La introducción al mercado de la música disco, en la segunda mitad de la década de los sesenta, marcó un cambio en la forma de vivir la noche en estos centros, mismos que se comenzaron a denominar como “discotecas”. Nuevamente, Sergio González las describe de esta forma:

Discotecas o Disco: A mediados de los sesentas se establecieron en centros para turismo extranjero lugares novedosos: interiores funcionales y decorativos con fantasías romanas, levantinas o de futurismo high tech; una pista de baile al centro y alrededor mesas en plataformas de distinto nivel dirigidas a la pista; iluminación y sonido ultrasofisticados; espejos abundantes que además de realizar el truco de ampliar estrecheces, reflejaban a los protagonistas del espectáculo: los propios asistentes. El triunfo del video multiplicó cámaras, monitores, pantallas para satisfacer la avidez narcisista y los placeres viscerales de la música directiva, que casi siempre es grabada en cinta y se programa de acuerdo a las indicaciones de las listas de éxitos metropolitanos o los vaivenes de la euforia colectiva (González 1989: 89).

Así, a partir de ese entonces, la discoteca se convirtió en un tipo de templo para los sibaritas nocturnos. Su variedad de decoraciones fantásticas, la iluminación y la música “sintética” nos hablan sobre un despertar de un nicho socioeconómico y cultural nuevo, que debió su auge a las novedades tecnológicas como el video, los monitores y los dj.

La experiencia del antro —porque lo es— está altamente ligada a identidades e identificaciones, al performance, el ritual y la experimentación. Hay diferentes formas de comunicación e intervención que incluyen a la mente y al cuerpo.

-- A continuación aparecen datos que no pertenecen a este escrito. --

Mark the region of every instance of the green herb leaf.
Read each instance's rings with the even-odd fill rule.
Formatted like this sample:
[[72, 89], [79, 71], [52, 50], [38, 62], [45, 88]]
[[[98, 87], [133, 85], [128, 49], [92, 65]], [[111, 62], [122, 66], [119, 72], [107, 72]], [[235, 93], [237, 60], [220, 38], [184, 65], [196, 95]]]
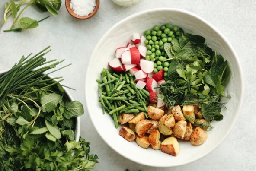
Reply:
[[39, 24], [38, 22], [29, 17], [23, 17], [18, 22], [18, 25], [22, 28], [34, 28], [37, 27]]
[[48, 128], [49, 132], [50, 132], [51, 134], [54, 136], [54, 137], [57, 139], [59, 139], [61, 138], [61, 131], [57, 126], [53, 125], [47, 120], [45, 120], [45, 125], [46, 125], [47, 128]]

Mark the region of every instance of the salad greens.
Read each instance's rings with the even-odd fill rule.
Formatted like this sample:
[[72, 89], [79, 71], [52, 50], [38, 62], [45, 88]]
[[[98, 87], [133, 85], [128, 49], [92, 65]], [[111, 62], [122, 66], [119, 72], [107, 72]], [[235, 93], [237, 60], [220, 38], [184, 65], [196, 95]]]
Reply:
[[62, 77], [44, 73], [63, 61], [46, 61], [49, 48], [0, 76], [0, 170], [86, 171], [98, 162], [89, 142], [75, 140], [83, 105], [70, 101]]

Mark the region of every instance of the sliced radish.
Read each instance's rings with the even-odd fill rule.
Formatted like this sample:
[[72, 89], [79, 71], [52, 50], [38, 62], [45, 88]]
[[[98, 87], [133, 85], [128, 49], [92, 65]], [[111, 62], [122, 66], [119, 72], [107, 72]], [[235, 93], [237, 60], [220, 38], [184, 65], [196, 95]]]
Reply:
[[147, 91], [148, 91], [149, 92], [157, 92], [159, 91], [159, 89], [157, 88], [157, 87], [159, 86], [157, 82], [152, 78], [147, 78], [147, 85], [146, 85], [146, 86], [147, 87]]
[[157, 82], [163, 78], [163, 73], [164, 71], [163, 70], [161, 70], [152, 76], [152, 78], [154, 79]]
[[156, 92], [149, 93], [149, 101], [151, 103], [157, 103], [157, 94]]
[[146, 84], [144, 82], [139, 80], [137, 83], [136, 86], [140, 90], [142, 90], [146, 86]]
[[140, 34], [138, 33], [133, 33], [131, 36], [131, 40], [135, 44], [138, 44], [141, 42], [141, 36]]
[[143, 46], [146, 46], [144, 42], [146, 38], [143, 35], [141, 35], [141, 44]]
[[131, 63], [139, 63], [140, 61], [140, 60], [141, 60], [141, 54], [140, 54], [140, 51], [138, 48], [136, 47], [131, 48], [130, 48], [130, 52], [131, 52]]
[[125, 51], [121, 55], [121, 60], [123, 64], [131, 64], [131, 57], [129, 50]]
[[[132, 64], [132, 65], [134, 65], [134, 64]], [[134, 73], [136, 73], [136, 72], [138, 71], [139, 70], [139, 70], [136, 67], [134, 67], [133, 68], [131, 68], [130, 69], [129, 72], [130, 72], [130, 73], [131, 73], [131, 76], [134, 76]]]
[[109, 65], [115, 71], [118, 73], [124, 71], [122, 63], [119, 58], [114, 58], [109, 62]]
[[125, 51], [125, 47], [120, 47], [116, 49], [115, 50], [115, 56], [116, 57], [121, 58], [121, 55]]
[[127, 71], [131, 68], [134, 68], [136, 66], [136, 64], [123, 64], [123, 67], [125, 71]]
[[141, 70], [147, 73], [152, 73], [154, 70], [154, 62], [151, 60], [141, 60], [140, 65]]
[[146, 78], [147, 76], [147, 74], [145, 73], [143, 70], [140, 70], [135, 73], [134, 75], [136, 79], [141, 79]]
[[145, 57], [147, 55], [147, 49], [145, 46], [142, 45], [139, 45], [138, 49], [140, 52], [140, 54], [142, 57]]

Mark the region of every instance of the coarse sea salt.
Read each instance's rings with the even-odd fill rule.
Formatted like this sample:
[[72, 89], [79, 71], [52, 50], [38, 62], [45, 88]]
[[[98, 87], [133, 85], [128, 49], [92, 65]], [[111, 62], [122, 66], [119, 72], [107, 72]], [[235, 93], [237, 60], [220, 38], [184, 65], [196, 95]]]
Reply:
[[77, 15], [87, 16], [93, 11], [96, 6], [95, 0], [71, 0], [70, 7]]

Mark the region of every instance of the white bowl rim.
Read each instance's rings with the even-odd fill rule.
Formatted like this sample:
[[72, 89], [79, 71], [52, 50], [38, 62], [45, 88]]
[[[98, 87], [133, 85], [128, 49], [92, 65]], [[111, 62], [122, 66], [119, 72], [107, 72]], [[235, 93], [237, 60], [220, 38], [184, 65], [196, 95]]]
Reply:
[[[228, 44], [229, 47], [230, 48], [230, 49], [231, 50], [231, 51], [234, 54], [234, 59], [236, 60], [236, 62], [238, 64], [238, 69], [239, 70], [239, 72], [240, 74], [240, 75], [241, 76], [240, 78], [240, 79], [241, 80], [241, 99], [240, 99], [240, 103], [238, 104], [238, 106], [237, 106], [237, 109], [238, 109], [237, 112], [238, 112], [239, 111], [240, 111], [240, 110], [241, 109], [241, 108], [242, 107], [242, 105], [243, 104], [243, 101], [244, 91], [244, 80], [243, 80], [243, 73], [242, 71], [242, 68], [241, 68], [241, 66], [240, 65], [240, 63], [239, 61], [238, 57], [237, 56], [237, 53], [236, 52], [236, 51], [235, 51], [234, 49], [234, 48], [233, 46], [232, 45], [232, 44], [230, 43], [230, 42], [228, 41], [228, 40], [227, 39], [227, 38], [226, 38], [226, 37], [217, 28], [216, 28], [214, 26], [212, 25], [211, 25], [211, 24], [209, 22], [208, 22], [208, 21], [207, 21], [206, 20], [203, 19], [201, 17], [199, 16], [198, 16], [197, 15], [193, 13], [189, 12], [189, 11], [187, 11], [185, 10], [182, 10], [182, 9], [178, 9], [178, 8], [154, 8], [154, 9], [150, 9], [150, 10], [147, 10], [143, 11], [141, 11], [140, 12], [138, 12], [138, 13], [136, 13], [134, 14], [131, 15], [122, 19], [122, 20], [120, 21], [119, 22], [118, 22], [115, 24], [114, 25], [113, 25], [109, 30], [108, 30], [104, 34], [103, 36], [102, 37], [101, 39], [99, 40], [99, 42], [97, 43], [96, 46], [94, 48], [94, 50], [92, 53], [92, 54], [91, 55], [91, 56], [90, 57], [90, 59], [89, 63], [88, 63], [88, 65], [90, 63], [91, 63], [91, 61], [92, 60], [92, 57], [94, 55], [94, 54], [95, 54], [96, 53], [97, 50], [99, 49], [99, 48], [100, 48], [99, 46], [100, 44], [102, 44], [102, 42], [103, 42], [103, 40], [105, 39], [105, 38], [108, 36], [108, 35], [109, 35], [109, 33], [111, 32], [112, 31], [112, 30], [115, 28], [116, 27], [116, 25], [119, 25], [121, 23], [126, 22], [127, 20], [130, 19], [131, 19], [131, 18], [133, 18], [134, 17], [135, 17], [137, 16], [140, 16], [141, 15], [147, 13], [148, 12], [153, 12], [163, 11], [176, 11], [176, 12], [180, 12], [180, 13], [185, 13], [186, 14], [188, 14], [189, 15], [192, 16], [194, 17], [195, 18], [197, 18], [197, 19], [201, 20], [202, 22], [204, 22], [206, 25], [208, 25], [209, 27], [210, 27], [211, 28], [212, 28], [213, 30], [214, 30], [216, 32], [217, 32], [220, 35], [220, 36], [222, 39], [223, 39], [223, 40], [224, 41]], [[233, 119], [233, 121], [232, 123], [232, 124], [230, 125], [230, 127], [229, 127], [229, 129], [228, 130], [226, 130], [226, 134], [224, 135], [224, 136], [223, 136], [221, 139], [219, 139], [219, 140], [218, 142], [218, 143], [216, 143], [214, 146], [212, 147], [211, 149], [210, 150], [208, 151], [208, 152], [205, 154], [204, 155], [202, 155], [201, 156], [200, 156], [198, 157], [197, 157], [197, 158], [194, 158], [190, 160], [189, 161], [184, 162], [182, 165], [180, 165], [180, 164], [175, 165], [175, 164], [170, 164], [169, 165], [166, 164], [166, 165], [151, 165], [150, 163], [144, 163], [144, 162], [138, 162], [138, 161], [136, 161], [136, 160], [134, 160], [132, 158], [128, 157], [128, 156], [126, 156], [125, 155], [124, 155], [121, 152], [118, 151], [116, 149], [115, 149], [114, 148], [114, 147], [112, 146], [110, 143], [108, 143], [108, 141], [107, 141], [106, 139], [105, 138], [104, 136], [102, 136], [101, 135], [101, 134], [100, 133], [100, 130], [99, 130], [98, 129], [97, 127], [96, 127], [96, 125], [97, 125], [96, 123], [95, 123], [95, 122], [94, 122], [93, 120], [92, 119], [92, 115], [91, 115], [89, 112], [89, 110], [90, 110], [89, 109], [90, 108], [90, 106], [89, 105], [89, 102], [90, 101], [90, 99], [89, 98], [89, 97], [87, 96], [86, 95], [86, 92], [89, 92], [89, 91], [90, 91], [90, 90], [87, 90], [87, 88], [86, 87], [86, 82], [90, 82], [90, 81], [91, 81], [91, 80], [90, 80], [89, 79], [89, 74], [90, 73], [90, 71], [89, 70], [89, 68], [87, 67], [87, 69], [86, 70], [86, 75], [85, 84], [85, 98], [86, 98], [85, 101], [86, 101], [86, 106], [87, 111], [88, 113], [88, 114], [89, 115], [89, 117], [90, 117], [90, 119], [91, 120], [91, 121], [92, 121], [92, 123], [93, 123], [93, 125], [94, 127], [94, 128], [95, 128], [95, 129], [98, 132], [98, 133], [100, 137], [103, 139], [103, 140], [105, 141], [105, 142], [107, 144], [108, 144], [108, 145], [109, 147], [110, 147], [112, 149], [113, 149], [114, 151], [115, 151], [116, 152], [117, 152], [120, 155], [122, 155], [122, 156], [126, 158], [129, 159], [130, 160], [131, 160], [133, 162], [136, 162], [137, 163], [139, 163], [139, 164], [145, 165], [147, 165], [147, 166], [149, 166], [155, 167], [175, 167], [175, 166], [180, 166], [180, 165], [186, 165], [186, 164], [192, 163], [192, 162], [194, 162], [196, 160], [198, 160], [203, 158], [203, 157], [205, 156], [205, 155], [208, 155], [208, 154], [209, 154], [212, 151], [213, 151], [214, 149], [215, 149], [218, 146], [219, 146], [221, 144], [221, 142], [223, 142], [224, 139], [227, 136], [229, 135], [229, 134], [231, 132], [231, 130], [232, 130], [233, 127], [234, 127], [234, 126], [235, 123], [236, 123], [237, 120], [238, 118], [239, 114], [236, 115], [235, 116], [235, 117], [234, 117], [233, 118], [234, 119]]]
[[[0, 75], [1, 74], [6, 73], [8, 71], [9, 71], [10, 69], [5, 70], [1, 71], [0, 71]], [[46, 73], [43, 73], [43, 74], [46, 74]], [[47, 76], [50, 78], [54, 78], [53, 76], [51, 76], [50, 75], [48, 75]], [[70, 100], [71, 101], [74, 101], [74, 99], [73, 98], [72, 95], [67, 90], [67, 89], [64, 87], [62, 87], [64, 90], [65, 90], [65, 92], [67, 95], [67, 96], [70, 98]], [[75, 140], [76, 142], [78, 142], [79, 141], [79, 138], [80, 137], [80, 117], [77, 117], [76, 118], [76, 129], [75, 130]]]

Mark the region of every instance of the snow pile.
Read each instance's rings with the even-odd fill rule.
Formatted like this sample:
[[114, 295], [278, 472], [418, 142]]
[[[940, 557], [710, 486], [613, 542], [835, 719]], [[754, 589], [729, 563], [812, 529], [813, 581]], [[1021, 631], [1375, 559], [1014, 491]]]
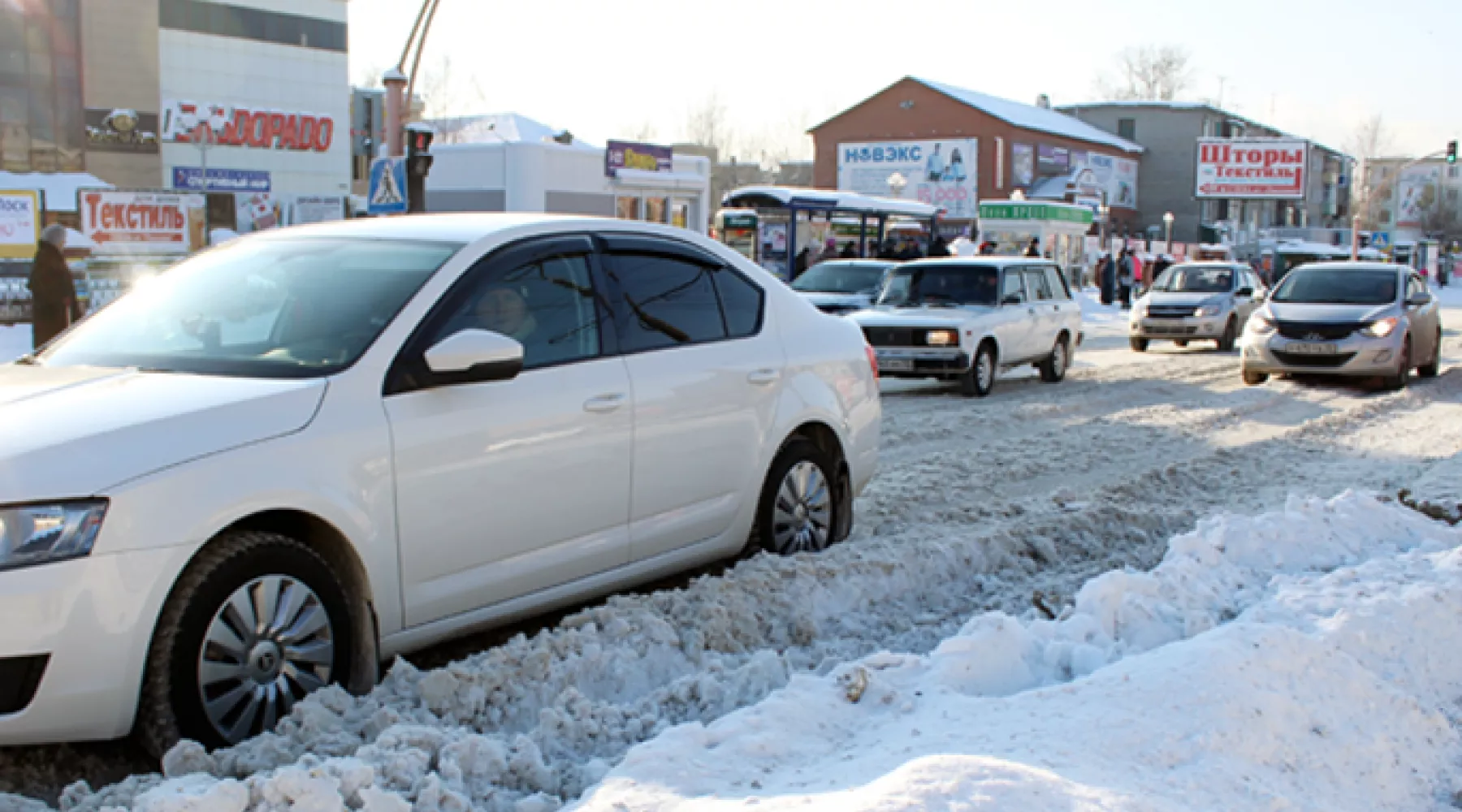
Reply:
[[662, 733], [577, 808], [1442, 808], [1462, 777], [1459, 542], [1352, 494], [1209, 520], [1057, 619], [981, 615], [928, 656]]
[[9, 364], [31, 352], [29, 324], [0, 324], [0, 364]]

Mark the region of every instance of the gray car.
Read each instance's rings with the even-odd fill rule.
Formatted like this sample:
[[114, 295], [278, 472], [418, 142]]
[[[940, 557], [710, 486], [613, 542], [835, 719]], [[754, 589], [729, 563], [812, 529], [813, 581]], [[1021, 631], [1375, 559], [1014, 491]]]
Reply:
[[1244, 330], [1244, 383], [1275, 374], [1382, 378], [1406, 386], [1411, 371], [1442, 365], [1442, 308], [1405, 266], [1316, 263], [1284, 277]]
[[1265, 299], [1263, 282], [1243, 263], [1183, 263], [1164, 270], [1132, 305], [1129, 342], [1146, 352], [1156, 340], [1187, 346], [1218, 342], [1231, 352], [1250, 313]]

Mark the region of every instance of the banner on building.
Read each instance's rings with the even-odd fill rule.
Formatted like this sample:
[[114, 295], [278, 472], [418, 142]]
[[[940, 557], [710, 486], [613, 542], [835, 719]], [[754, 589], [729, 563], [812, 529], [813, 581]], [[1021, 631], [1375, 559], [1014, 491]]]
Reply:
[[1010, 145], [1010, 183], [1031, 185], [1035, 183], [1035, 148], [1028, 143]]
[[1199, 139], [1196, 196], [1304, 199], [1310, 143], [1300, 139]]
[[285, 225], [344, 219], [345, 196], [240, 193], [234, 196], [234, 231], [250, 234]]
[[94, 254], [187, 254], [208, 244], [202, 194], [77, 193], [82, 234]]
[[1137, 162], [1099, 152], [1077, 152], [1072, 156], [1076, 169], [1076, 194], [1105, 196], [1113, 209], [1137, 207]]
[[604, 148], [604, 174], [614, 177], [620, 169], [642, 172], [671, 172], [675, 150], [652, 143], [608, 142]]
[[0, 191], [0, 258], [28, 260], [41, 240], [41, 196], [22, 188]]
[[1035, 166], [1041, 177], [1064, 175], [1072, 168], [1072, 150], [1064, 146], [1041, 145], [1035, 150]]
[[980, 209], [978, 165], [978, 139], [839, 143], [838, 188], [918, 200], [943, 207], [947, 219], [972, 219]]
[[1442, 200], [1442, 166], [1412, 166], [1396, 180], [1396, 228], [1421, 228]]
[[[203, 191], [203, 168], [173, 166], [173, 188]], [[208, 191], [269, 191], [269, 172], [209, 166]]]
[[250, 110], [240, 105], [164, 99], [164, 142], [193, 143], [194, 131], [206, 124], [218, 146], [327, 152], [335, 143], [335, 118], [316, 112]]

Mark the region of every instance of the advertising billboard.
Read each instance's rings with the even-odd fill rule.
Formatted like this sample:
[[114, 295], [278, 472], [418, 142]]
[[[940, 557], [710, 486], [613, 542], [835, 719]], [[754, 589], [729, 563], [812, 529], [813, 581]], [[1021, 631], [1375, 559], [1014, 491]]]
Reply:
[[1421, 228], [1442, 200], [1442, 166], [1412, 166], [1396, 180], [1396, 228]]
[[978, 139], [934, 139], [838, 145], [838, 188], [895, 196], [892, 175], [904, 178], [898, 197], [944, 209], [949, 219], [972, 219], [980, 209]]
[[1304, 199], [1310, 143], [1300, 139], [1199, 139], [1199, 199]]
[[86, 190], [77, 197], [95, 254], [186, 254], [208, 245], [202, 194]]
[[0, 191], [0, 258], [28, 260], [41, 240], [41, 196], [32, 190]]

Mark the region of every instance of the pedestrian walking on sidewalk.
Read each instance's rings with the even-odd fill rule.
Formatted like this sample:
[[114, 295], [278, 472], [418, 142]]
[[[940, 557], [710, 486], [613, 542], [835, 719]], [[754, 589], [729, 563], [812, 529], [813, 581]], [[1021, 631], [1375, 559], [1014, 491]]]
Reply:
[[76, 299], [76, 283], [72, 280], [72, 269], [66, 266], [66, 226], [53, 223], [41, 232], [41, 242], [35, 247], [35, 260], [31, 263], [31, 346], [39, 349], [42, 345], [66, 332], [73, 321], [82, 317], [80, 302]]

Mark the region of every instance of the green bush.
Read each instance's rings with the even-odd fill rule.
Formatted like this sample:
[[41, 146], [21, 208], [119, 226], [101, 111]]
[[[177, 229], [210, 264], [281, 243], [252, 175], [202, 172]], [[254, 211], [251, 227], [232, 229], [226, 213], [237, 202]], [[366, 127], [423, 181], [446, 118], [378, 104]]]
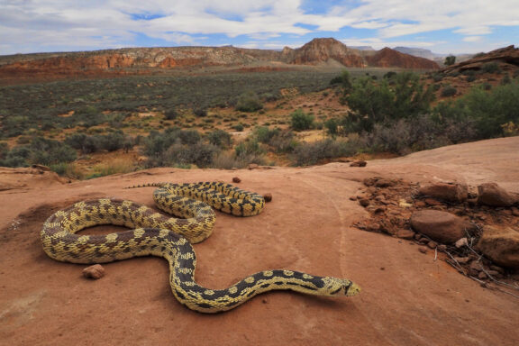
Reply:
[[351, 156], [356, 151], [348, 141], [326, 139], [299, 143], [294, 150], [293, 160], [296, 166], [309, 166], [326, 159]]
[[99, 150], [99, 143], [96, 137], [81, 132], [76, 132], [67, 136], [65, 143], [74, 149], [81, 150], [83, 154], [89, 154]]
[[451, 122], [469, 123], [475, 136], [471, 140], [504, 135], [502, 125], [519, 122], [519, 83], [498, 86], [490, 91], [473, 87], [451, 103], [440, 103], [434, 108], [435, 119], [442, 124]]
[[314, 125], [314, 115], [298, 109], [290, 114], [290, 127], [294, 131], [310, 130]]
[[351, 76], [350, 75], [350, 72], [343, 70], [341, 76], [332, 78], [330, 85], [339, 85], [342, 87], [343, 94], [349, 94], [352, 87]]
[[292, 152], [297, 146], [295, 137], [291, 131], [279, 131], [269, 140], [269, 145], [279, 153]]
[[193, 110], [193, 114], [199, 118], [204, 118], [207, 116], [207, 110], [204, 108], [196, 108]]
[[178, 113], [175, 108], [170, 108], [164, 112], [164, 118], [166, 120], [175, 120], [178, 116]]
[[336, 118], [331, 118], [324, 122], [324, 127], [328, 132], [328, 135], [332, 137], [336, 137], [339, 134], [339, 120]]
[[236, 102], [236, 110], [240, 112], [256, 112], [263, 108], [261, 100], [253, 92], [241, 94]]
[[231, 134], [219, 129], [208, 133], [207, 140], [211, 144], [220, 148], [229, 148], [232, 143]]
[[391, 82], [390, 86], [387, 79], [375, 82], [364, 77], [354, 83], [352, 91], [343, 96], [343, 101], [352, 110], [347, 128], [369, 132], [375, 123], [387, 123], [429, 112], [434, 96], [432, 89], [425, 89], [418, 75], [398, 73]]
[[453, 96], [458, 93], [458, 90], [452, 86], [447, 86], [442, 89], [442, 97]]
[[456, 63], [456, 57], [451, 54], [445, 57], [445, 60], [443, 61], [443, 64], [445, 66], [454, 65], [455, 63]]
[[236, 130], [237, 132], [241, 132], [243, 131], [243, 124], [242, 123], [237, 123], [234, 126], [232, 126], [232, 128], [234, 130]]
[[234, 148], [236, 157], [242, 157], [246, 155], [261, 155], [265, 152], [260, 146], [260, 142], [255, 139], [248, 139], [241, 142]]
[[254, 129], [254, 136], [258, 140], [258, 141], [265, 144], [269, 144], [270, 140], [278, 135], [281, 130], [279, 129], [273, 129], [270, 130], [267, 126], [260, 126]]
[[500, 73], [501, 68], [496, 62], [487, 62], [481, 67], [481, 72], [483, 73]]

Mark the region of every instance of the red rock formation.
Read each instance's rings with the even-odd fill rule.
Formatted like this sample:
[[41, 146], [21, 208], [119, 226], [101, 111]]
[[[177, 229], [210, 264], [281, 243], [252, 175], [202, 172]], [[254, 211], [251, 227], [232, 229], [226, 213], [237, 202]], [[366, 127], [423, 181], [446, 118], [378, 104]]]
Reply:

La llegada al antro es un ritual per se: hay jerarquías, roles y un ethos. Los antreros se consumen a ellos mismos, los jóvenes van a ver y a ser vistos, ahí en un mismo espacio. El “boliche” en Argentina y antro en México es un polo de atracción que invita a los jóvenes al goce y a la novedad entre la renovación y las tendencias, y la reiteración de ciertos valores de consumo y de clase, porque estos espacios están hechos de un sistema de significaciones que reproduce y hace eco al mundo de las desigualdades sociales.

El análisis de las diferentes formas de interacción entre los antros y los grupos juveniles es fascinante. Como mencionaba anteriormente, lo aspira- cional es un elemento constante pero variable según el grado de exclusividad —y exclusión— que el lugar busque proyectar.

El antro y la disco nacen con una característica imperante: la distinción de clase. Su significación es un modelo exclusivo de exclusión para reubicar a cada quién en el lugar que le corresponde dentro de la estructura de clases. Las relaciones sociales dentro del antro nos remiten directamente hacia la exclusión como sistema de consolidación y, por consiguiente, a los conflictos de clase, étnicos, de control social, hacia la reificación, pero también hacia la ritualización de la exclusividad. Y es precisamente esa selección la que se impone a la reproducción en el tiempo de distintas identidades colectivas, “otros”, “nosotros, “adentros” y “afueras”. La crítica hacia estos lugares recae en si estos mecanismos son positivos para el desarrollo de una juventud en un momento tan crítico como el que se vive en la actualidad.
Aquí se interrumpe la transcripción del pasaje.